L’intérêt d’Adam : empathie et frustration du soignant

Johan | 7 octobre 2025

Après le feu d’artifice cinématographique du film de Paul Thomas Anderson la semaine dernière, une bataille après l’autre , on revient ce soir dans le film européen plus sobre et plus classique. C’est un peu le retour au quotidien après un weekend festif enchanteur. Mais ça a du bon, on retrouve son lit douillet , ses habitudes, et finalement un côté cosy rassurant …

Ce long métrage se déroule dans un lieu de vie dont on parle beaucoup ces dernières années : l’hôpital. Des dizaines de films ou de séries ont d’ailleurs traité ce sujet sous différents angles humoristiques, sociétal ou même thriller . On peut citer H, Hippocrate, et plus récemment En première ligne qui va représenter la Suisse aux Oscars ou encore la fracture de Catherine Corsini. Le film de ce soir – et ce n’est pas un mince exploit – arrive tout de même à tirer son épingle du jeu par son originalité . Mais j’ai cette intuition folle qu’il serait intéressant que je présente en premier lieu le film avant d’aller plus loin dans ma critique , non?

Alors le titre de ce film est l’intérêt d’Adam réalisée par la scénariste et réalisatrice belge Laura Wandel à qui l’on doit le long métrage Un Monde sorti en 2021 . Donc l’intérêt d’Adam c’est l’histoire d’… Adam, un enfant de 4 ans qui, suite à une décision de justice, est hospitalisé pour cause de malnutrition. L’infirmière – Lucie – jouée par Léa Drucker autorise la mère d’Adam – dénommée Rebecca – à rester avec lui pour le rassurer et l’aider à prendre ses repas. Mais Rebecca pense être la seule à pouvoir aider son enfant et n’a pas confiance dans l’hôpital quitte à mettre son enfant en danger… L’intérêt d’Adam pose ainsi le dilemme suivant : un proche, une mère en l’occurrence, sait-il toujours ce qui est bon pour son enfant ? Si ce n’est pas le cas, à partir de quel moment priver un patient de l’amour de son proche devient nécessaire?

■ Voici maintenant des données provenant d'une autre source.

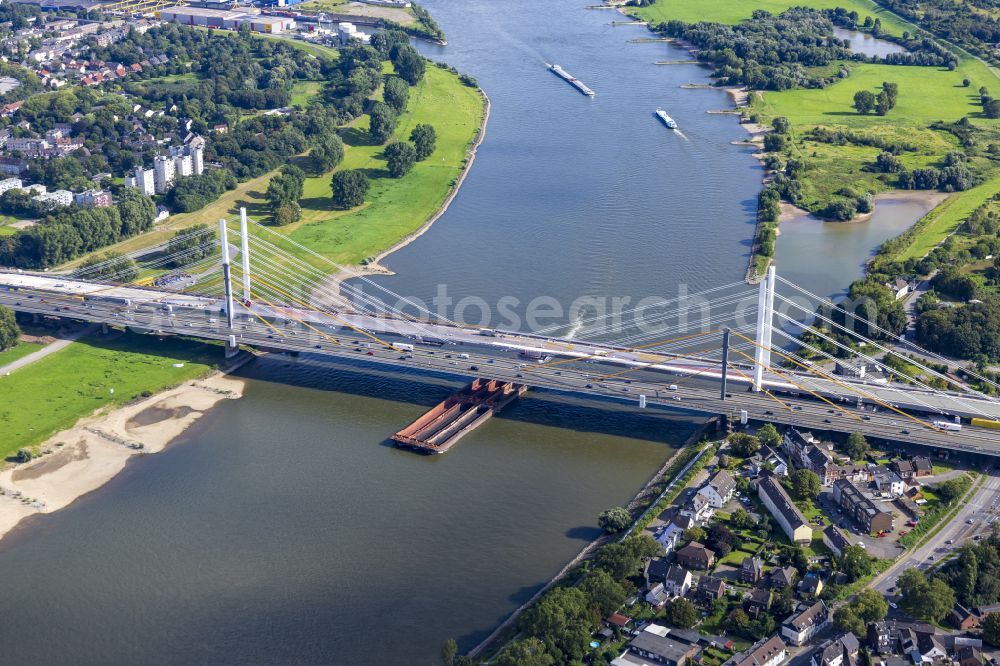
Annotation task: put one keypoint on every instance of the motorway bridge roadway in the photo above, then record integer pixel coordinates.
(573, 367)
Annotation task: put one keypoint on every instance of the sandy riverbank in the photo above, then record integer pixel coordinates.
(96, 449)
(928, 199)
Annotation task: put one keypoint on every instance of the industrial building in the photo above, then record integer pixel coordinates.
(226, 19)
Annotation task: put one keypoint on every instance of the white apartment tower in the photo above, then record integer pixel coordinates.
(163, 173)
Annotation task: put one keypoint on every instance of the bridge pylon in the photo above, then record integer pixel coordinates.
(227, 277)
(245, 255)
(765, 318)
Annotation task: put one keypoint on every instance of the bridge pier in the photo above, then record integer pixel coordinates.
(232, 349)
(765, 314)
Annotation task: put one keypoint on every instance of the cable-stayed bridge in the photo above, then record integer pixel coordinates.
(731, 350)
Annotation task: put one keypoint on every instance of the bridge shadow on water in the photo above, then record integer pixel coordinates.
(426, 388)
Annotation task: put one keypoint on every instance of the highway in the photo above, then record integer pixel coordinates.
(568, 366)
(980, 509)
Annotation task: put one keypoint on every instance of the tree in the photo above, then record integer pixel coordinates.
(855, 563)
(9, 330)
(448, 652)
(925, 599)
(681, 613)
(396, 93)
(614, 519)
(857, 446)
(527, 652)
(287, 214)
(408, 63)
(603, 591)
(743, 445)
(741, 519)
(864, 101)
(721, 539)
(768, 435)
(561, 618)
(400, 157)
(349, 188)
(805, 484)
(738, 620)
(328, 154)
(870, 606)
(382, 122)
(695, 533)
(991, 108)
(110, 267)
(847, 620)
(424, 138)
(991, 629)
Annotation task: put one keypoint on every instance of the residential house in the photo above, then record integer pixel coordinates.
(719, 490)
(758, 601)
(835, 540)
(810, 587)
(840, 651)
(678, 581)
(695, 556)
(782, 577)
(787, 515)
(656, 571)
(887, 482)
(963, 619)
(899, 287)
(12, 166)
(968, 655)
(654, 644)
(668, 537)
(710, 589)
(752, 570)
(832, 473)
(10, 184)
(699, 509)
(861, 508)
(765, 652)
(805, 622)
(657, 596)
(93, 199)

Le thème du film n’est pas directement le manque de moyens de l’hôpital public que l’on peut ressentir dans nombre de pays d’Europe. Ce n’est pas un film pamphlétaire. Même si le sujet est subtilement abordé à travers les problématiques d’autres patients que Lucie va suivre : la question de la gestion des lits, de la récupération des infirmières. Non le véritable thème porte davantage sur la solitude du soignant et plus globalement sur une société ou on a du mal à s’écouter , à trouver des solutions ensemble.

Ainsi L’intérêt d’Adam questionne sur le rôle et la place du soignant dans un structure comme l’hôpital. Quelle est sa marge de manœuvre, jusqu’où peut-il aller pour aider à guérir un patient ? Le film suit Julie presque en temps réel sur une seule nuit et on va progressivement ressentir sa frustration face à un monde de normes et de procédures . Ces procédures, qui ont une utilité certes mais qui peuvent aussi conduire à une gestion froide, incohérente voire potentiellement nocive pour les patients. Typiquement, pour que la mère reste dormir avec Adam, une décision du juge est nécessaire mais celle -ci ne peut être rendue que plusieurs jours après… autant dire un vrai risque pour la guérison de l’enfant.

L’intérêt d’Adam nous montre que la quête perpétuelle d’efficience rend le système froid. Passer outre même pour de bonnes raisons nécessite une mise en danger de l’individu et des efforts constants qui pousse à bout les personnages. Au final la réalisatrice met le doigt sur une sensation très contemporaine des aidants : la sensation d’impuissance , de ne pas pleinement réaliser leur mission faute de dialogue, de concertation, ou de moyens – d’où la frustration ou la colère qui en découle.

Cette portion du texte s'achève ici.